Max desayunó con fruición, utilizando las dos manos para comer el pomelo. Desde el encuentro de la noche anterior se había distendido del todo, casi como si la ausencia de Suzanne le diese por primera vez la oportunidad de bajar la guardia con Sanders. Al mismo tiempo, Sanders suponía que lo había dejado deliberadamente sólo unos minutos con Suzanne para que hiciese su propio juicio sobre por qué ella y Max habían ido a vivir a Mont Royal.
—Edward, todavía no me has contado de tu visita de ayer a la zona de inspección. ¿Qué es exactamente lo que ha pasado?
Sanders miró por encima de la mesa, perplejo por el aire de indiferencia de Max.
—Quizás hayas visto tanto como yo. Todo el bosque se está vitrificando. A propósito, ¿conoces a Thorensen?
—Nuestra línea telefónica pasa por las oficinas de su mina. He estado con él unas pocas veces… Ese traje perteneció a uno de sus ingenieros. Siempre anda metido en algo.
—¿Qué sabes de esa mujer que vive con él, Serena Ventress? Tengo entendido que su relación es tema de chismorreo por estos lugares.
—No, de ninguna manera. ¿Ventress, dices que se llama? Quizá sea una ramera elegante de algún salón de baile de Libreville.
—No exactamente. —Sanders decidió no contar más. Mientras terminaban el desayuno describió su llegada a Port Matarre y el viaje a Mont Royal, y concluyó con el relato de su visita a la zona de inspección. Al final, mientras iban por el patio, entre las salas vacías, mencionó la explicación que el profesor Tatlin daba del Efecto Hubble, y la explicación que él mismo, Sanders, había encontrado.

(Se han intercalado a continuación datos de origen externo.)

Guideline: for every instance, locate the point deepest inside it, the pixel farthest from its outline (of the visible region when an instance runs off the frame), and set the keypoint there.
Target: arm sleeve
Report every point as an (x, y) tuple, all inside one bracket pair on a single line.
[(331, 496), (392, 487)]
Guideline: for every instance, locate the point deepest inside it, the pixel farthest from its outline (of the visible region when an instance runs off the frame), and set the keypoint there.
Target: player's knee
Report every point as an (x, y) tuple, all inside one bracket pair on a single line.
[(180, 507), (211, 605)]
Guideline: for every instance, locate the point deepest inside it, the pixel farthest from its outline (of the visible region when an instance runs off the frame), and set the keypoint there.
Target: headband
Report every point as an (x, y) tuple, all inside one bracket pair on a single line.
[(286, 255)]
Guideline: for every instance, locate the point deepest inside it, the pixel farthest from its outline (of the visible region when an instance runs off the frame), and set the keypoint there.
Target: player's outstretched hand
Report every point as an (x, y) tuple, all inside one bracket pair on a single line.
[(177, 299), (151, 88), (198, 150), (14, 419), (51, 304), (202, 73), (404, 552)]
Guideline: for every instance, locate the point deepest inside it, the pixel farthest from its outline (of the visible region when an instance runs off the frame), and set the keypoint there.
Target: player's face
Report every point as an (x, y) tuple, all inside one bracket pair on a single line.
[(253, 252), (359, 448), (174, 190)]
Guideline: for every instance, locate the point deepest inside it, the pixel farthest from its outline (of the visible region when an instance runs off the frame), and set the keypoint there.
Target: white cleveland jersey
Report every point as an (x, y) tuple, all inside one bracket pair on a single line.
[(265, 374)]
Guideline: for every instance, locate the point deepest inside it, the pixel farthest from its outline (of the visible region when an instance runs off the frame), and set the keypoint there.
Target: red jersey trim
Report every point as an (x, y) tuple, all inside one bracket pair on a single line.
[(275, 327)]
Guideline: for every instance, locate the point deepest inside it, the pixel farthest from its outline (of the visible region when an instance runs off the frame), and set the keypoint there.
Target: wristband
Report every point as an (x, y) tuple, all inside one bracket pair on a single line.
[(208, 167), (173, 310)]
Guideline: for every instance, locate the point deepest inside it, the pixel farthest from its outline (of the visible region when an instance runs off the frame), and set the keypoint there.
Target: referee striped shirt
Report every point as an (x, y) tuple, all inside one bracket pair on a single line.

Max, no obstante, no parecía muy interesado en todo eso. Era evidente que veía al bosque cristalizado como una anormalidad de la naturaleza que pronto se agotaría y le dejaría seguir cuidando a Suzanne. Eludía con destreza hablar de ella cada vez que Sanders la mencionaba. Lo llevó a recorrer el hospital y le mostró con cierto orgullo los nuevos pabellones y las salas de rayos X que él y Suzanne habían instalado.
—Créeme, Edward, nos ha costado mucho trabajo, aunque no diría que todo el mérito fue nuestro. Las compañías mineras proporcionan la mayoría de los pacientes y por lo tanto la mayor parte del dinero.
Caminaban junto a la cerca del lado este del hospital. A lo lejos, detrás de los edificios de una planta, se veía la totalidad del bosque: a la luz del sol matutino emitía un resplandor suave, como una cúpula de vidrios coloreados. Aunque contenida todavía por la carretera perimetral cerca del hotel Bourbon, la zona afectada parecía haberse extendido varios kilómetros río abajo, llegando a los terrenos arbolados de las orillas. Cerca de cien metros por encima de la selva parecía que el aire centelleaba sin cesar, como si los átomos que se cristalizaban se estuviesen licuando en el viento, y ocupasen su lugar los que subían del bosque.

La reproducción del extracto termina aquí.